Auslöser waren die direkt nach Handelsschluss veröffentlichten Geschäftszahlen für das abgelaufene zweite Quartal: Google, das als einer der wenigen US-Konzerne keine Prognose für die kommenden Quartalentwicklung abgibt, konnte die Analystenschätzungen weit übertreffen.

Explodierende Barreserven: 39 Milliarden Dollar auf der Bank

So hatten die Volkswirte durchschnittlich noch mit Umsätzen von 8,59 Milliarden Dollar gerechnet – Google lieferte aber 9,03 Milliarden und durchbrach damit die nächste Milliardengrenze, ein Plus von 32 Prozent. Die Gewinne zogen sogar um 36 Prozent auf 2,51 Milliarden an, das entsprach einem Gewinn je Aktie von 7,68 Dollar nach 5,71 Dollar je Anteilsschein im Vorjahreszeitraum. Die Gewinnschätzungen der Analysten wurden damit um fast 1 Dollar pulverisiert!

Der Löwenanteil der Erlöse (69 Prozent) kamen durch Google-eigene Seiten zustande, 28 Prozent der Erlöse wurden über Partnerseiten durch das Adsense-Programm erzielt. Das internationale Geschäft wächst weiter und ist mit 54 Prozent längst für den Großteil der Umsätze verantwortlich. Ebenfalls beachtlich: Googles Barreserven sind per 30. Juni auf üppige 39 Milliarden Dollar angeschwollen.

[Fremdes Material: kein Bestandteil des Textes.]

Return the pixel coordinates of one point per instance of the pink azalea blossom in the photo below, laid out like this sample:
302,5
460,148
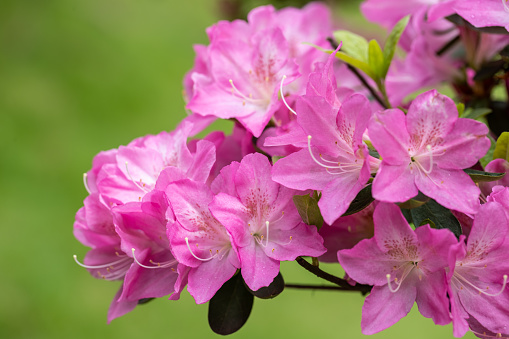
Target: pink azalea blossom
426,151
404,266
199,241
262,220
247,62
336,160
478,273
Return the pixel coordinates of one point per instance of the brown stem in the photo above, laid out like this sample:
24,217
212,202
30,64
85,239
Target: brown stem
343,284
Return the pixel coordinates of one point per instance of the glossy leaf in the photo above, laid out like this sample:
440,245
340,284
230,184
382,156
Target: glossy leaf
308,209
440,216
502,147
482,176
362,65
354,45
273,290
392,42
376,59
361,201
230,307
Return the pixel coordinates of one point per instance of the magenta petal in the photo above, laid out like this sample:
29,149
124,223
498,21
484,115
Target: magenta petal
299,171
206,279
119,308
432,298
383,308
450,188
394,183
388,133
258,270
465,145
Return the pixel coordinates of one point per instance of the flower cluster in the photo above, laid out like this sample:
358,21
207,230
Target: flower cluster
321,168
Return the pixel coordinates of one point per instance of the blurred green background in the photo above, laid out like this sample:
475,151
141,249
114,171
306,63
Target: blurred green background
81,76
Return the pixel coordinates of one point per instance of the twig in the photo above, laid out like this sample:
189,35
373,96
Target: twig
331,278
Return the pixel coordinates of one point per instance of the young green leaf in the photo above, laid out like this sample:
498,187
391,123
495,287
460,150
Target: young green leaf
502,147
307,206
361,201
354,45
362,65
376,59
392,41
230,307
440,216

"Wir sind extrem begeistert, wie Google+ aufgenommen wurde"

In einem äußert selbstbewussten Auftritt im Conference Call überzeugte Larry Page zudem Skeptiker, die dem Gründer nicht die Rolle des CEOs zugetraut hatten. „Erwachsenenaufsicht nicht mehr nötig“: So hatte der frühere Vorstandschef Eric Schmidt im März noch seinen Führungswechsel kommentiert – und tatsächlich: Page performte.

In einer minutenlangen einführenden Rede bezog der 38-Jährige Stellung zur Zukunft des Online-Pioniers. Ganz vorne dabei: Die Rolle des frisch gelaunchten Social Networks Google+. „Wir sind extrem begeistert, wie Google+ aufgenommen wurde, es lässt Dinge teilen wie im wirklichen Leben“, gab Page Medien- und Bankvertretern mit auf den Weg. In dem Produkt stecke jede Menge „Zauberei“.

Die 10 Millionen-Nutzer-Marke, die in den vergangenen Tagen schon kursierte, bestätigte Page offiziell und nannte eine weitere interessante Kennzahl: 1 Milliarde Dinge würden am Tag bereits über Google+ geteilt – bei Facebook sind es mit einer 70-fach größeren Nutzertschaft nur 4 Milliarden. Ganz Nerd der alten Schule, ließ es sich Page dann auch nicht nehmen, das Redetranskript des Conference Calls der Öffentlichkeit zeitnah bereit zu stellen – passenderweise gleich auf seinem Google+ Profil.